A coisa se complica mais ao entrarmos nos mecanismos financeiros propostos: passam pelas conhecidas parcerias público-privadas, fontes inovadoras de financiamento como o mercado de carbono, emissão de títulos, permissões de emissões nos esquemas de cap and trade (limite e comércio) e subsídios públicos. Também suscitam a possibilidade de um mercado global de créditos de carbono provenientes da mitigação agrícola e da criação de seguros e resseguros agrícolas que combinariam ações de risco sobre as potenciais perdas devido às catástrofes climáticas.
Apesar de tantas saídas pela via do mercado, a iniciativa da agricultura inteligente critica o Mecanismo de Desenvolvimento Limpo (MDL). Este mecanismo oficializou o mercado de carbono nos países membros do Protocolo de Kyoto. Ele não inclui o sequestro de carbono do solo, que é a principal resposta da proposta agricultura inteligente para promover a mitigação e nem mesmo fala da agricultura como uma categoria. Entre os argumentos para não incluir o MDL como fonte de financiamento está a constatação de que o mecanismo não seria efetivo para uma transformação da economia dos países em desenvolvimento e de que ele impõe altos custos de transição. Apesar de tais conclusões, a proposta insiste em argumentos típicos do mercado de carbono, a exemplo da afirmação de que o financiamento agrícola poderia aumentar até cinco vezes seu valor se estivesse vinculado a este mercado. Assim, as saídas propostas passam pelo pagamento por serviços ambientais e pelo sequestro de carbono do solo – visto por alguns defensores do pacote da economia verde como “nova revolução verde” já que, supostamente, aumentaria a produtividade.

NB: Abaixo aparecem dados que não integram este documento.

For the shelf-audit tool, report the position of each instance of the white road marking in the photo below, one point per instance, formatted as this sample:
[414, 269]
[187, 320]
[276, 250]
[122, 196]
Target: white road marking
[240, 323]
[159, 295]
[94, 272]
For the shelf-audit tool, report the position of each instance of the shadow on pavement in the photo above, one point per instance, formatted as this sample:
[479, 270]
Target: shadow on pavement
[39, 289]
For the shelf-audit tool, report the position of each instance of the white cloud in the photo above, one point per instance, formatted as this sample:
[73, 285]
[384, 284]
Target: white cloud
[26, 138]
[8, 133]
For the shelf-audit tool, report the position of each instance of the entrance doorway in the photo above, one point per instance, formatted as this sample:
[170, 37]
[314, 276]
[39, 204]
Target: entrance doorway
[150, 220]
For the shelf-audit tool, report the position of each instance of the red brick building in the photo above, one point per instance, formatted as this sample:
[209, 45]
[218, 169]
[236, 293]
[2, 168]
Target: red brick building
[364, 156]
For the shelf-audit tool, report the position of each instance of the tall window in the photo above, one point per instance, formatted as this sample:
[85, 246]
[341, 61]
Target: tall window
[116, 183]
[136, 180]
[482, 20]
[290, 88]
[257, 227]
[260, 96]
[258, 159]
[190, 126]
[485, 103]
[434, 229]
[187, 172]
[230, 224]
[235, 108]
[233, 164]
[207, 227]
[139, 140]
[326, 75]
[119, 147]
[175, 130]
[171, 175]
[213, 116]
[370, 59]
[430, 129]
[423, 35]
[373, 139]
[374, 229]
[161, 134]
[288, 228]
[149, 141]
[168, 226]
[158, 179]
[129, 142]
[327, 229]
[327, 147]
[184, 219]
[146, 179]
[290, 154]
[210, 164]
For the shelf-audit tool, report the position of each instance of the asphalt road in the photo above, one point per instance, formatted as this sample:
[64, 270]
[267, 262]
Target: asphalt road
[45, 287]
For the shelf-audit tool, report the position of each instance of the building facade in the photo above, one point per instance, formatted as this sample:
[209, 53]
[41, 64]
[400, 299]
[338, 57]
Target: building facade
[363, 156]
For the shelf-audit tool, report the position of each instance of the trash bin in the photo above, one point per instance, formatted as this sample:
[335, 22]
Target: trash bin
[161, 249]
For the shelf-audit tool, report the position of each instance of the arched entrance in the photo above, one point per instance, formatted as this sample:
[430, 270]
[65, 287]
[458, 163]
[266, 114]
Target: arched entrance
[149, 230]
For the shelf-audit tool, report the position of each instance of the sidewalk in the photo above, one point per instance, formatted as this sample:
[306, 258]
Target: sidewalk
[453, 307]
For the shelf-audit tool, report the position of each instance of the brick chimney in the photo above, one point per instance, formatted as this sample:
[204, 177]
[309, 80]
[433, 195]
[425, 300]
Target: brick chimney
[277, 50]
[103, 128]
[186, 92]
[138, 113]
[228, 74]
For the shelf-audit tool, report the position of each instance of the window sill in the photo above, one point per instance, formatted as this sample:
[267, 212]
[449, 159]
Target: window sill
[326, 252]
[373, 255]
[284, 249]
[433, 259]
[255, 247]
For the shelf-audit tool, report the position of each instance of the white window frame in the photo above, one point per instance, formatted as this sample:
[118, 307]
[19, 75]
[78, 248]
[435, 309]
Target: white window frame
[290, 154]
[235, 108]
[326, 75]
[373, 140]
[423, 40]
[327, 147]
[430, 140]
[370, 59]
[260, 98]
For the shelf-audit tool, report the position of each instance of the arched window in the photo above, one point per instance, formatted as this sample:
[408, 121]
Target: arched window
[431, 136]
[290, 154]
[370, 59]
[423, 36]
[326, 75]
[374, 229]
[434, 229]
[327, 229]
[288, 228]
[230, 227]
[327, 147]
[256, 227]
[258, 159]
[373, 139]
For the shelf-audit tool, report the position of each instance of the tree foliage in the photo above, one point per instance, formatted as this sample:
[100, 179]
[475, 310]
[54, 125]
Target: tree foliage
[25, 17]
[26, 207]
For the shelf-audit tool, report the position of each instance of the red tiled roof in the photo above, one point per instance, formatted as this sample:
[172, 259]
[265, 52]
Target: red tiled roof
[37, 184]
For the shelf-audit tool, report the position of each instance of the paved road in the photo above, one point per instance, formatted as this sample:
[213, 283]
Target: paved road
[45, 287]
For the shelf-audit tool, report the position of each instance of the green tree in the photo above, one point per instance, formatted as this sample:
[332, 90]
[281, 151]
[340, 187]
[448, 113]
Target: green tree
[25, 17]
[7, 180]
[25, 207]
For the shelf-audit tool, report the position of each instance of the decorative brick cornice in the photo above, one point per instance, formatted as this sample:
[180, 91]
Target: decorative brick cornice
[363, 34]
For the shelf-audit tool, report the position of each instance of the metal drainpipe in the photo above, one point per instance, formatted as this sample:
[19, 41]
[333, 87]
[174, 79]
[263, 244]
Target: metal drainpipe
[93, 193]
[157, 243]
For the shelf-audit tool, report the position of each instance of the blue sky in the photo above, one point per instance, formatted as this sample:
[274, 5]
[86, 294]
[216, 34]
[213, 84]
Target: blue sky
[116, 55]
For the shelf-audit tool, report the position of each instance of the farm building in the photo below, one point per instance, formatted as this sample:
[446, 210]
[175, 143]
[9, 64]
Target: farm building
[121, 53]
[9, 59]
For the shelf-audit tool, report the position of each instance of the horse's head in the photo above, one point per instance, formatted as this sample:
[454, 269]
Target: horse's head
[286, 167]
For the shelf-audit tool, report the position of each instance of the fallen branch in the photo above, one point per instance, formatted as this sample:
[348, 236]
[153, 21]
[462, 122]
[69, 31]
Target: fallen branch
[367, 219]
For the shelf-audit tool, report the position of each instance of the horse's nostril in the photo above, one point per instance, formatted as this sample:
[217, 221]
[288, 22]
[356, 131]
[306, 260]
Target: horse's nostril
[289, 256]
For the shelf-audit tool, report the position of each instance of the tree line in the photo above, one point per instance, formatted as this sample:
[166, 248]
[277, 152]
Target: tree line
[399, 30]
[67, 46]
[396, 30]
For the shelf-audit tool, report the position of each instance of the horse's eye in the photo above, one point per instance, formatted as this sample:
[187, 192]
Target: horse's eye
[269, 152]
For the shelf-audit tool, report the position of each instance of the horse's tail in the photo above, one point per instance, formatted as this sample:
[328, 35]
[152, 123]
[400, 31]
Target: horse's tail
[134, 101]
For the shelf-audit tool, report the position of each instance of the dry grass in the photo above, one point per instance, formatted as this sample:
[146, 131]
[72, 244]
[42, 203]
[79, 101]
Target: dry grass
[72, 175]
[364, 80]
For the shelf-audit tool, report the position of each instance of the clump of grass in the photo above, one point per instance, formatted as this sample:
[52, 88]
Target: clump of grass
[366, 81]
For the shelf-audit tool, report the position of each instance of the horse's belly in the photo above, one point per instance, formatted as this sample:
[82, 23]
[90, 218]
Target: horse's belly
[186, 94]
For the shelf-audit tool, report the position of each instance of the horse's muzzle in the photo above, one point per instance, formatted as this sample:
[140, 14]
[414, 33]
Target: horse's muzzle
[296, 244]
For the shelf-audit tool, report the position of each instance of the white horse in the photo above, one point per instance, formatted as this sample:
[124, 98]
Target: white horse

É fundamental fortalecer e aprofundar estes argumentos na agenda de organizações e movimentos sociais. A agricultura deve sim entrar com mais força nas negociações de clima, mas, antes disso, é fundamental debater de que maneira a agricultura entra no debate e quais os perigos das propostas “climaticamente inteligentes”.
Resistir que a agricultura sirva como novo ouro verde para as falsas soluções à crise climática é primordial para que não se promovam novos mecanismos que terão forte impacto no modo de vida dos agricultores e agriculturas familiares e camponeses e camponesas e em seus territórios. Além disso, suas verdadeiras soluções não devem ser usurpadas e transformadas em novos mercados de carbono que fortaleçam as especulações e o livre jogo do mercado financeiro, nem pretendam compensar a sociedade global dos grandes contaminadores do mundo.